Wikipedia:Turkish characters

This page is deprecated but will be updated periodically.
Please direct edits to the Meta-Wikimedia version of this page

The Turkish alphabet contains six letters not present in standard ISO 8859-1, and that will therefore present problems for Wikipedia use: Dotted uppercase "I", dotless lowercase "i", upper- and lowercase "G" with breve accent, and upper- and lowercase "S" with cedilla.

Turkish computers may use character set ISO 8859-9 ("Latin 5"), which is identical to Latin 1 except that the rarely-used Icelandic characters "eth", "thorn", and "y with acute accent" are replaced with the needed Turkish characters. If you are reading Turkish text in Wikipedia, when you see these Icelandic characters they are probably meant to be the Turkish ones (users with Turkish computers may or may not see them properly). If you are entering Turkish text into Wikipedia, be aware that the Bomis server identifies web pages as ISO 8859-1, and there is no way to override this, so even if these characters appear correct to you, they are not properly encoded from the point of view of a non-Turkish Wiki reader.

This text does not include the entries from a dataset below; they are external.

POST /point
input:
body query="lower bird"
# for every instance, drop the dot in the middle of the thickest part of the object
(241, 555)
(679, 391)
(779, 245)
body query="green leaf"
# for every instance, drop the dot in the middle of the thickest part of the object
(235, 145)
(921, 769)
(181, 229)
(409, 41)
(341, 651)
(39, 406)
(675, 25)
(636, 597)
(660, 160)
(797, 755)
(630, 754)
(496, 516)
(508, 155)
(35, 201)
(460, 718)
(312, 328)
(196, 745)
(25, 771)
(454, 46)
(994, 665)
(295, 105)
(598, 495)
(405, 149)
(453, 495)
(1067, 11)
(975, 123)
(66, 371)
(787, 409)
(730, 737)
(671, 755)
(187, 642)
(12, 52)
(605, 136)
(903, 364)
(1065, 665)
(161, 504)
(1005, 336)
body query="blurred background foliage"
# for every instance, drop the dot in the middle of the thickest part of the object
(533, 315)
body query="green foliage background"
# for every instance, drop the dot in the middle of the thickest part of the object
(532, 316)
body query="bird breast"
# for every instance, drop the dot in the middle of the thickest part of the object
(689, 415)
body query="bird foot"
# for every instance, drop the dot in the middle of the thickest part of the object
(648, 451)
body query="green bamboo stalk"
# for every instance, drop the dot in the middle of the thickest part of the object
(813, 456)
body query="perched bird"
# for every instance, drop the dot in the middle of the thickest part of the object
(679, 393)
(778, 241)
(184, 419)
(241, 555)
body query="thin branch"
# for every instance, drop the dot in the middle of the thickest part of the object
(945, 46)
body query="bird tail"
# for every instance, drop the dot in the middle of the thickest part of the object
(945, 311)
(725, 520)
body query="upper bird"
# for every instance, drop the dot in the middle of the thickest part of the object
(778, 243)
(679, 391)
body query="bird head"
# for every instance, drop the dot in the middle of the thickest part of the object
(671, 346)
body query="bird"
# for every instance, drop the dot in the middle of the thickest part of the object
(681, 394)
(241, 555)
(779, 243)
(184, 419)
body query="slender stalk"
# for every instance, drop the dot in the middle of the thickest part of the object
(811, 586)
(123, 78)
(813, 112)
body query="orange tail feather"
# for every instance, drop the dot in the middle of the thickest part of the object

You can check what your browser displays for these six positions in the standard ISO set here: Ð Ý Þ ð ý þ should appear as Eth, Y-acute, Thorn, eth, y-acute, thorn. If your system is using the Turkish 8859-9 set and ignoring the server instructions, these will appear as G-breve, I-dot, S-cedilla, g-breve, dotless-i, s-cedilla. Ironically, if these characters do appear to you as Turkish letters, it means they are incorrectly encoded.

Further, HTML 4.0 does not specify named character entities for these characters, so they cannot be entered into Wikipedia text in any portable way except 16-bit Unicode numeric character entity references, which only work in recent browsers, despite being the official standard. Consider anglicizing these characters. If you really must enter Turkish words with these characters into Wikipedia, to maintain data integrity at the expense of readability, use the following codes (the characters themselves appear after each code so you can see what your browser does with them):

HTML code character Description Anglicized
Ğ Ğ Uppercase "G" with breve accent gh1
İ İ Uppercase dotted "I"² i (as in "tree")
Ş Ş Uppercase "S" with cedilla sh
ğ ğ Lowercase "g" with breve accent gh1
ı ı Lowercase dotless "i"³ ou (as in "in")
ş ş Lowercase "s" with cedilla sh

1Silent, lengthens preceding vowel ²Uppercase "i" ³Lowercase "I"

These codes will probably appear correctly on most current browsers, but fail in archaic versions, even though they are according to standards. They are, however, totally unambiguous, and so will appear correctly as users upgrade to more compliant software. IE 5.0 on Windows NT, for example, does display these using the standard supplied Unicode fonts, as do Mozilla and Opera. Their incorrect appearance on older browsers such as Netscape may be acceptable in some situations, such as when an anglicized name is followed by a parenthesized Turkish equivalent as extra information not crucial to the article itself.